Venezia 72 / La calle de la amargura
Il nuovo film del maestro messicano Arturo Ripstein è la discesa infernale nella putrida “strada dell’amarezza”.
Intorno all’orrido set della “strada dell’amarezza”, il maestro del cinema messicano Arturo Ripstein costruisce la sua nuova, straziante opera. La calle de la amargura è un manifesto di cinema purissimo popolato di freaks, scarti della società, gemelli nani e vecchie puttane. Con una messa in scena scevra, essenziale, fermissima nel suo distacco, quello di Ripstein è lo sguardo imperturbabile nei confronti di un destino cieco e crudele. Eppure La calle de la amargura riesce a mantenersi miracolosamente in equilibrio, non cade mai nel cinismo di tanto cinema contemporaneo, né affonda nell’ironia postmoderna con cui oggi si rileggerebbe colpevolmente Browning. Sussistono invece flebili tracce d’amore, fiochi punti di luce da ricercare nel buio, perfino quando ogni cosa sembra perduta. E’ decadente, certo, è ripugnante, eppure, malgrado tutto, rimane l’umanità.
In questo noir d’altri tempi che somiglia a tanto ma non somiglia a niente, Ripstein evita le deviazioni irrazionali e surrealiste del suo maestro Buñuel, inscena un realismo putrefatto, vischioso, altamente sgradevole ma mai compiaciuto di sé.
A popolare quest’universo narrativo, una galleria di personaggi che definire underground sarebbe un eufemismo: prostitute di terza età che rimpiangono la giovinezza perduta, wrestlers nani che non si tolgono mai la maschera, nemmeno per scopare, papponi travestiti che se la fanno con ragazzini del quartiere. All’interno di questo putridume limaccioso ed osceno, Ripstein non cerca mai la fragile, artefatta poesia del sottosuolo, né insiste troppo sulla dimensione grottesca, messicana della strada e de la muerte. Al contrario, procede asceticamente per piani fissi sino a trovare, senza ricercarla minimamente, un’autentica malinconia freak, una tristezza disarmante che colpisce lo spettatore come un urlo straziante. Il film diviene quindi testimonianza di un dolore impossibile da seppellire. Non a caso esiste un solo personaggio esterno al degrado morale e visivo cui assistiamo, ed è quello di una giovane farmacista che – guarda caso – sarà il deus ex machina dell’intero marchingegno narrativo: il candido biancore del camice, la purezza limpida, cristallina di chi non ha nulla da nascondere, l’innocenza incorruttibile che segue l’iconografia della santa: è quest’estraneità la dinamite, l’incarnazione stessa di un destino che non fa sconti.

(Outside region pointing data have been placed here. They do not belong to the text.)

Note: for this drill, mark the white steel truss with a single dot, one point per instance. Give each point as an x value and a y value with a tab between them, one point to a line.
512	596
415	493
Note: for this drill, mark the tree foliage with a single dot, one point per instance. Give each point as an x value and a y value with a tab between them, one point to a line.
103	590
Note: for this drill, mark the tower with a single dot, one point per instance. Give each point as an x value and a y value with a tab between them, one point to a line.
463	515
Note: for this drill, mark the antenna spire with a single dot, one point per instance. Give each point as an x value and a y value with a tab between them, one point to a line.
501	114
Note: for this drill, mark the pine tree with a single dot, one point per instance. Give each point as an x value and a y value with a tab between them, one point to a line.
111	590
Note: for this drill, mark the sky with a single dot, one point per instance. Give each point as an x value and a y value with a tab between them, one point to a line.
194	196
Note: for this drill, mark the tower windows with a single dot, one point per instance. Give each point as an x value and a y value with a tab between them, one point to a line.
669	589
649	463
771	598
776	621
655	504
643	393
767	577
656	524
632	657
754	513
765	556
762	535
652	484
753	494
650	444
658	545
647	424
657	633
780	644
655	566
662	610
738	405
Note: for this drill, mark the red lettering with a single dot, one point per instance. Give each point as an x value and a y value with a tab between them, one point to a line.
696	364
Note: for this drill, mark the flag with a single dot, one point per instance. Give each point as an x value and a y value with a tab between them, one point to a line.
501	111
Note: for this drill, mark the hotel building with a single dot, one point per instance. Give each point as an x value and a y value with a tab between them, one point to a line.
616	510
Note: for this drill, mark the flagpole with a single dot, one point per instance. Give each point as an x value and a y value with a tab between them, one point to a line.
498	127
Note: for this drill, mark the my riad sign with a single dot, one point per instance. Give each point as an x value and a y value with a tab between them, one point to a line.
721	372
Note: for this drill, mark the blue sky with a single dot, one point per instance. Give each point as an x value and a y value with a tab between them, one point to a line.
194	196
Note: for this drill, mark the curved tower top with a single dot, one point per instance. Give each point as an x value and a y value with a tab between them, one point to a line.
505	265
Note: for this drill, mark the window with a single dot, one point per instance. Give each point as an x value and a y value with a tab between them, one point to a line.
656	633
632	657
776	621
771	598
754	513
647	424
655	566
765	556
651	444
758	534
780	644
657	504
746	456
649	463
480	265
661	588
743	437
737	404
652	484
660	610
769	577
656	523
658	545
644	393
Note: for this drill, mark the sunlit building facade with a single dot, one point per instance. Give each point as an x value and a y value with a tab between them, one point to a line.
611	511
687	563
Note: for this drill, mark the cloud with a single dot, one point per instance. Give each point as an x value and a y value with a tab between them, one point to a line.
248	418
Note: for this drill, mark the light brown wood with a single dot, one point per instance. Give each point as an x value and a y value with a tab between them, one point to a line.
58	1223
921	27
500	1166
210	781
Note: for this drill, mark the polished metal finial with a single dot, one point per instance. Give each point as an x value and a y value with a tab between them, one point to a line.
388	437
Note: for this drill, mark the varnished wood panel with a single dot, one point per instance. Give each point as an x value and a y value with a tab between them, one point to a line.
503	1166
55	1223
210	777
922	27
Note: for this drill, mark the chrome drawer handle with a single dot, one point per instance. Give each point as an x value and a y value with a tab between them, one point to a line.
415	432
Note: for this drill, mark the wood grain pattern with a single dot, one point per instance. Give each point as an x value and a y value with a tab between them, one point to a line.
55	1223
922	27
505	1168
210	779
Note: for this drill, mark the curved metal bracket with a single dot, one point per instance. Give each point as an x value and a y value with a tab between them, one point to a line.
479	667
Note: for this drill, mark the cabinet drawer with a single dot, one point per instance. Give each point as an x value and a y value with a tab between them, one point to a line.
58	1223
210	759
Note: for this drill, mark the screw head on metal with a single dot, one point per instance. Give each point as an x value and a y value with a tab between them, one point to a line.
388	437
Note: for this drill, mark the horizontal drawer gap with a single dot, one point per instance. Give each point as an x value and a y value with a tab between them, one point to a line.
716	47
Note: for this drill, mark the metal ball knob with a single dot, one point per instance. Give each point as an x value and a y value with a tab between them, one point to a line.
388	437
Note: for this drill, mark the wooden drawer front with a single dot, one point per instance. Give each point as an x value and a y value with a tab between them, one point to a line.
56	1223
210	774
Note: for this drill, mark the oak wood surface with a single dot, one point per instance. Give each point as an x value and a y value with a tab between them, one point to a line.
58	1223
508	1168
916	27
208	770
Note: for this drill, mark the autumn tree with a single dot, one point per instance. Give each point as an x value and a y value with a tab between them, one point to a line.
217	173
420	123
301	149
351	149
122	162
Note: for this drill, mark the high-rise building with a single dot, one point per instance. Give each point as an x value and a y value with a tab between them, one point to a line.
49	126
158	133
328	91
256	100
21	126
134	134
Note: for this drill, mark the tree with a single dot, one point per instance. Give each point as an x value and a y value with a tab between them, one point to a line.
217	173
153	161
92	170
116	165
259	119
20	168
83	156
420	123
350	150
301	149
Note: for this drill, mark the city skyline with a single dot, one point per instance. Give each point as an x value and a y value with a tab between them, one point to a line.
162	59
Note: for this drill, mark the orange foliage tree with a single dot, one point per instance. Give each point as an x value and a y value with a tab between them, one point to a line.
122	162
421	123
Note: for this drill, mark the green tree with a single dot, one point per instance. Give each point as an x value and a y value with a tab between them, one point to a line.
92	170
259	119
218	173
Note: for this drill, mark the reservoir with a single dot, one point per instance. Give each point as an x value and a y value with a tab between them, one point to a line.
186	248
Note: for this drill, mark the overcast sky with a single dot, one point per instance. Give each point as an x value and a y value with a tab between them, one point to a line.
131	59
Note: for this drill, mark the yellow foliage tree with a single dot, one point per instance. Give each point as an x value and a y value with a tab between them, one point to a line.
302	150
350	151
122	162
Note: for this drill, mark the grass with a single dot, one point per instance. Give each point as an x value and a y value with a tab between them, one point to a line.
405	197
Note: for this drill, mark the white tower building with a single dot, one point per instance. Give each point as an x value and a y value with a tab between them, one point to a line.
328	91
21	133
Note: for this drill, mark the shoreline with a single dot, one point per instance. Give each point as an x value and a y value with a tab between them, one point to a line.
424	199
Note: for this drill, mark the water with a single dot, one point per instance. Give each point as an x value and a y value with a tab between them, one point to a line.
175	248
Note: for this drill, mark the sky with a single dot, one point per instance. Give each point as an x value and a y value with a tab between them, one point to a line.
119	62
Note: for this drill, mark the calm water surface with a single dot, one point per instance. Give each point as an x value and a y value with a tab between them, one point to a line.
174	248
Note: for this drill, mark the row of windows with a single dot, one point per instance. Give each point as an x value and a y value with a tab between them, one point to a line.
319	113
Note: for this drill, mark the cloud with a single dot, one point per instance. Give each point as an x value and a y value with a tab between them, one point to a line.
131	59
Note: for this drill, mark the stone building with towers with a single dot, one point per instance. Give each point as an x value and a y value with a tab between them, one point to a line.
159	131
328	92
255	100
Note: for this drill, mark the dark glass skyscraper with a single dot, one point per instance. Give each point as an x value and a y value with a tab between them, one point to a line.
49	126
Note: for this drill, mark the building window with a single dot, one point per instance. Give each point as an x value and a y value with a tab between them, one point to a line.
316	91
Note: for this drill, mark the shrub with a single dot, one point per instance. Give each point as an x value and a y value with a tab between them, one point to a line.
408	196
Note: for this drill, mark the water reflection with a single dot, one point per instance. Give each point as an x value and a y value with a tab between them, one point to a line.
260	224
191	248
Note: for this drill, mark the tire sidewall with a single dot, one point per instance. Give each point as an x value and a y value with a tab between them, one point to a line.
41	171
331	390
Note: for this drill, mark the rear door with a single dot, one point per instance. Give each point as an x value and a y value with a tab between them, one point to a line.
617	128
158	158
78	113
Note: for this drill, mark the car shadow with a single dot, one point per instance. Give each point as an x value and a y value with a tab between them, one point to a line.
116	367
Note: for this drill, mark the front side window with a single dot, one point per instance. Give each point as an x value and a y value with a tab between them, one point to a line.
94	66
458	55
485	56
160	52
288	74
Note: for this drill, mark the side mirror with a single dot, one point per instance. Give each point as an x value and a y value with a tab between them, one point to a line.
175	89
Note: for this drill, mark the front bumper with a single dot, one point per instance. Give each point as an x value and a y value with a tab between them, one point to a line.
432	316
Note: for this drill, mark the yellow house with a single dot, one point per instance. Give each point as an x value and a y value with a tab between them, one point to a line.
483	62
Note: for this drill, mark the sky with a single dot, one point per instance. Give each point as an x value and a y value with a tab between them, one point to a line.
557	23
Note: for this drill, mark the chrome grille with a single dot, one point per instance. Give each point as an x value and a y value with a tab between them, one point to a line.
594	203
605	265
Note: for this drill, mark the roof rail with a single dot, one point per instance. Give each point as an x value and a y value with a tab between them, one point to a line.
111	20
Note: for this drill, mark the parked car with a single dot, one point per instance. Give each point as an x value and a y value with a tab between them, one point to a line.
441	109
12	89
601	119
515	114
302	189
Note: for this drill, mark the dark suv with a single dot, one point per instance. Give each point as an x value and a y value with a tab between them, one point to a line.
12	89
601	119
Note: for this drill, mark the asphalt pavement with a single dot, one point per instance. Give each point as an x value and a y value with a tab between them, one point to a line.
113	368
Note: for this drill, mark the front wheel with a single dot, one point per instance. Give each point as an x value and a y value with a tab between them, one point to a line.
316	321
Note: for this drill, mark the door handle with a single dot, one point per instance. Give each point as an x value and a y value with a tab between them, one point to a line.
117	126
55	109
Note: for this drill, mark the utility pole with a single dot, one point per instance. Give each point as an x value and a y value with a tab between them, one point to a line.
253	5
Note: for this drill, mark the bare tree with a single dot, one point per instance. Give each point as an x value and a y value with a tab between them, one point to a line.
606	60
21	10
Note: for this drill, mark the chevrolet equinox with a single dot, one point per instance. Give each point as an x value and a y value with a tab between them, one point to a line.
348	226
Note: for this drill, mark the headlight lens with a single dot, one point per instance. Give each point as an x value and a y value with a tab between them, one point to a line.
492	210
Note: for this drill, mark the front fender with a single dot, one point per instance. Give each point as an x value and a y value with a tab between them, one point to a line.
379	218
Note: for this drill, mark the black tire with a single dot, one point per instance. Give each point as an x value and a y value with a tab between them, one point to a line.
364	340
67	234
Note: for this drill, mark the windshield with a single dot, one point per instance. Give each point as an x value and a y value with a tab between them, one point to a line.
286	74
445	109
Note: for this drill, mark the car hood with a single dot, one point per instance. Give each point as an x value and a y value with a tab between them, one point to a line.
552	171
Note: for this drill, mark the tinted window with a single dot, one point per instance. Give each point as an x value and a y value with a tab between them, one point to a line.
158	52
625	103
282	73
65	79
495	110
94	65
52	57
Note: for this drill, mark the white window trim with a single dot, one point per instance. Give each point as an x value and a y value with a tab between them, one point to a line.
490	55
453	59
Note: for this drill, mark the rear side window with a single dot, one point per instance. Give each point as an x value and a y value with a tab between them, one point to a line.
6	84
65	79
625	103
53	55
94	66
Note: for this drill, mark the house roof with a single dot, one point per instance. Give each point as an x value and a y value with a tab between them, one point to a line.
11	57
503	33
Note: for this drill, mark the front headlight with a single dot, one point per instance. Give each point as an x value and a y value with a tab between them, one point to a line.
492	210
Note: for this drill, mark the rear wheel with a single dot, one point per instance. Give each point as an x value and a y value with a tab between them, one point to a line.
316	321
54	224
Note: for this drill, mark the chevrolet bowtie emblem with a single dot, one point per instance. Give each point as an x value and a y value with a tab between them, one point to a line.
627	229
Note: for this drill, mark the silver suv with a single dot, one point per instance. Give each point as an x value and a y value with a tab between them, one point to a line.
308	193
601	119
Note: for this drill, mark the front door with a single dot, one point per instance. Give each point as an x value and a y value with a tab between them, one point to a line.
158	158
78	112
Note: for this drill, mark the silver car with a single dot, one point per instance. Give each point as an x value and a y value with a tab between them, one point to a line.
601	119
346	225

Perché, in fin dei conti, La calle de la amargura inscena il bisogno umanissimo di dare - e ricevere - amore, a partire dalle due prostitute che si affidano l’una all’altra, perché non hanno nient’altro, nessun’altro al mondo. In questo senso è un’opera sulla solitudine estrema del freak che trova l’unica valvola di sfogo, l’unica vera libertà del disprezzo incondizionato nei confronti dell’altro. E, in fin dei conti, la crudeltà è sempre stato il veicolo privilegiato dell’amore.